Format reviewed: PC - Windows
Submitted by: Graeme Mason
Good old Pete. He’s not just there for the nasty things in life like a leaky roof or a blocked drain. He can help out with the better things. Like when he notices a shrunk-wrapped copy of Max Payne gathering dust on your gameshelf.
“Why haven’t you played that yet?” was the obvious question:
I had no obvious answer. One grey-tinged install later, and…
…Max’s gravel-path voice splattered from the speakers like bullets from an Uzi.
A fireball erupted in a cinematic opening and pounding music echoed like a beating heart in overtime. A moodily etched graphic novel accompanied the game; atmosphere dripped like rusty water from a broken drainpipe.

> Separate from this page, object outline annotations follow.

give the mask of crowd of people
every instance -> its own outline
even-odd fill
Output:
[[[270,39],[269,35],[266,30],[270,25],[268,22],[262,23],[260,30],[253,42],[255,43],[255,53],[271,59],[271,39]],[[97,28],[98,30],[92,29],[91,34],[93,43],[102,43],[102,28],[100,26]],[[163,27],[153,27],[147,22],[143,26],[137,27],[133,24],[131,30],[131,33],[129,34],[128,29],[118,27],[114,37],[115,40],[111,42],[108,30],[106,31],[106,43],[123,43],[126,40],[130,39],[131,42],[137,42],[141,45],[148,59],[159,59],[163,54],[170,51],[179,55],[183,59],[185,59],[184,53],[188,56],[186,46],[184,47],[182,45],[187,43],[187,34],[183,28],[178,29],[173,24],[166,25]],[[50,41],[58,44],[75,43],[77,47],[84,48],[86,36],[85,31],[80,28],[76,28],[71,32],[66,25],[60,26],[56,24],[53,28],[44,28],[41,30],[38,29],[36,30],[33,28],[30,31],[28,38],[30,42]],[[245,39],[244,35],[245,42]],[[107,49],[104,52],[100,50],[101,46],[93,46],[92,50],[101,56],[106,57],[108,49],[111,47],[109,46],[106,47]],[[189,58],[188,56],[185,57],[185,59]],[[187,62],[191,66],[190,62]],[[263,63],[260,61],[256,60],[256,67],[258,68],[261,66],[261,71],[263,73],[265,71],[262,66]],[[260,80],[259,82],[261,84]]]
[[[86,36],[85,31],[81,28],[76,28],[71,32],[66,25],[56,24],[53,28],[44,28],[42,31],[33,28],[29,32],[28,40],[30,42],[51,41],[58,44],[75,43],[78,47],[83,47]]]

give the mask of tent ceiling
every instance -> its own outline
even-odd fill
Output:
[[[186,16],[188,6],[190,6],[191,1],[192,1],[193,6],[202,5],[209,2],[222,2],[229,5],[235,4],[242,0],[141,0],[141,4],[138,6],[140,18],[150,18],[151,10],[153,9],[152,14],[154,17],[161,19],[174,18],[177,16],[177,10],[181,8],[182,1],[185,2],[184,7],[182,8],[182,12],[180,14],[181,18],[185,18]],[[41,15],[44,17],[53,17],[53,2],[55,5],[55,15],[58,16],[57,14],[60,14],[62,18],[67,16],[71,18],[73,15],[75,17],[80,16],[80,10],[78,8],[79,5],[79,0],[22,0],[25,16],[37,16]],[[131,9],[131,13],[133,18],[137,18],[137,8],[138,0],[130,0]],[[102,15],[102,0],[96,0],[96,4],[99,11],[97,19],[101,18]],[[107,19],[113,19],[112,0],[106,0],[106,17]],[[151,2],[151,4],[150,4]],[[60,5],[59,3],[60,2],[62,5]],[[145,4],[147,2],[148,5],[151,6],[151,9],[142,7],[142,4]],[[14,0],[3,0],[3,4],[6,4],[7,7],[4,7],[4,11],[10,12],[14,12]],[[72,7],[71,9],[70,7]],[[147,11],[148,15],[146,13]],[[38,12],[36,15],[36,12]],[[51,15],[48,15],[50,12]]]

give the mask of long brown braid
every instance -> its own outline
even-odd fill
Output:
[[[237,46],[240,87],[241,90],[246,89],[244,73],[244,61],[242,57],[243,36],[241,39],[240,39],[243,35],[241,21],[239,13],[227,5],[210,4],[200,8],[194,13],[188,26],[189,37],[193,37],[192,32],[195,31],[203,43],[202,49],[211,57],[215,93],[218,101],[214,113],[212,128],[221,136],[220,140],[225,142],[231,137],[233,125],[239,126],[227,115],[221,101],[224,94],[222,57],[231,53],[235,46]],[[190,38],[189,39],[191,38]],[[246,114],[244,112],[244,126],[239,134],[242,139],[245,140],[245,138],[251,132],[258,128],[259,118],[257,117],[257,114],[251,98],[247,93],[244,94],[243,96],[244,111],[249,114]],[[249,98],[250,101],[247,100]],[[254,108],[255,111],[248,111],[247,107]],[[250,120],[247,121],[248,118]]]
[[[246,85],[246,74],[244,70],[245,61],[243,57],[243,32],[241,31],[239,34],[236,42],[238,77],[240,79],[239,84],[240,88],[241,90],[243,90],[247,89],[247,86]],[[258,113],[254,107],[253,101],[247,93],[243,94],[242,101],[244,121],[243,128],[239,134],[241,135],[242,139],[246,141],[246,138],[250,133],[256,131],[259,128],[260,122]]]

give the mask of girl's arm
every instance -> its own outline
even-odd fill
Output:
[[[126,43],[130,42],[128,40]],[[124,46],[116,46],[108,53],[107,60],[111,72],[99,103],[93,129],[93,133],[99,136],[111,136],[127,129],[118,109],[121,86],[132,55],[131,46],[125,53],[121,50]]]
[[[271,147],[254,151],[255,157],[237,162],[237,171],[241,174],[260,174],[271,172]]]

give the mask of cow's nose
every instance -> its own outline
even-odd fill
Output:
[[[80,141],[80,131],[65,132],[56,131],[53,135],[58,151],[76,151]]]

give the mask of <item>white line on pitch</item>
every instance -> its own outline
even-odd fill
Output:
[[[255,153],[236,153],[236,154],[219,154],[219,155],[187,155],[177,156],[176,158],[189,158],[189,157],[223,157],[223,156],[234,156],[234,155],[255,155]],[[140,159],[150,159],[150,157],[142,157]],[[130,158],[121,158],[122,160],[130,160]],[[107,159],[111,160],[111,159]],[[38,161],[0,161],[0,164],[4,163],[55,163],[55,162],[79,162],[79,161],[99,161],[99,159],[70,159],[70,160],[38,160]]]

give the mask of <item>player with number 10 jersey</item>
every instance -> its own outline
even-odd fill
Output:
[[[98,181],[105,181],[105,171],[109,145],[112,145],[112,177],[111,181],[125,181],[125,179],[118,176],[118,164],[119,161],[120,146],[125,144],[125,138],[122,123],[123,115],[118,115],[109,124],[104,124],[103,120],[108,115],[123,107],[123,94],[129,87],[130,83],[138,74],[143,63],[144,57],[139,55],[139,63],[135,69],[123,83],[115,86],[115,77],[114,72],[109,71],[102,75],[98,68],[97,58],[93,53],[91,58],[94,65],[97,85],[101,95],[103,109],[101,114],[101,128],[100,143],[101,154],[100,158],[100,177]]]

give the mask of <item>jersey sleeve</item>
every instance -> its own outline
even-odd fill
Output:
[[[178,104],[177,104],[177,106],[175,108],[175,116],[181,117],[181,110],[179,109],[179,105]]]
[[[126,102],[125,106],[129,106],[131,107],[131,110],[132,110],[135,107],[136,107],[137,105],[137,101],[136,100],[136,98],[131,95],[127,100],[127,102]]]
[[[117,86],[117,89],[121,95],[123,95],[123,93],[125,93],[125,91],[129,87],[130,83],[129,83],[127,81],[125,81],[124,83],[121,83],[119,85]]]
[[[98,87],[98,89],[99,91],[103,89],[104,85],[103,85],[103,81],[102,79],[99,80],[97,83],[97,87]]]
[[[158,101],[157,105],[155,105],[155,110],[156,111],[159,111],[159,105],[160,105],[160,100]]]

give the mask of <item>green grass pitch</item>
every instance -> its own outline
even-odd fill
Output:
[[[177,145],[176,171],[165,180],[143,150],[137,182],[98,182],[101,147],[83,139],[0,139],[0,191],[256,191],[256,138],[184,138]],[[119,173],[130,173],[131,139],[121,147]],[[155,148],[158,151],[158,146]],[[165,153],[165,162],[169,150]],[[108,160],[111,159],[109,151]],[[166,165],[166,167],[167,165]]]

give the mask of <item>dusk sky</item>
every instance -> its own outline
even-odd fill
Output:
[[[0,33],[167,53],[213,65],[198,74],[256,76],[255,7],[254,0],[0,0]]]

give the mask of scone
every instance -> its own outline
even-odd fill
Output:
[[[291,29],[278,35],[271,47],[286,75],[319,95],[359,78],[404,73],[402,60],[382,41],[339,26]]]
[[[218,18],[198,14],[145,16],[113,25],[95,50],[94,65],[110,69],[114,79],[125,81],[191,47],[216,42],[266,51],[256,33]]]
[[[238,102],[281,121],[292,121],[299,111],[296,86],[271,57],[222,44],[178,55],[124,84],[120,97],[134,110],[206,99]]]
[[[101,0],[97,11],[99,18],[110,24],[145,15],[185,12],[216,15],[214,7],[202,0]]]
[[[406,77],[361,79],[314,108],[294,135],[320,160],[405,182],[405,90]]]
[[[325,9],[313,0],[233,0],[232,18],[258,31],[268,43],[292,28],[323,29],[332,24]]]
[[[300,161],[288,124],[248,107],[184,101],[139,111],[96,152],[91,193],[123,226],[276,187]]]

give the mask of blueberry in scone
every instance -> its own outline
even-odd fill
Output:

It was obvious the developers had grasped the fluid idea of intermingling media (cinema/computer game/graphic novel) and elaborated it into a medium that grabbed hold of you like a boa constricter on a crash diet. Max moved simply and intuitively, the camera stuck to him like a chewed up and spat out piece of gum. Enemies were despatched in glorious slow motion, betraying the origins of the game. In case you still hadn’t caught on, a password is supplied: John Woo.
The bullet time was cool, but take my advice: utilise it sparingly. Overuse leads to boredom and this device was quickly turning more cliched than a dark and stormy night. The criticism didn’t stop there: it had been said before, but I reckoned it needed saying again: like a journey in a beaten up old DeLorean, it was all over before it had even started. (stops playing).
My view is simple: like computer games, like graphic novels, like action movies, love Max Payne. Don’t worry about the brevity: this is still a class act.
That Pete. He knows what he’s talking about.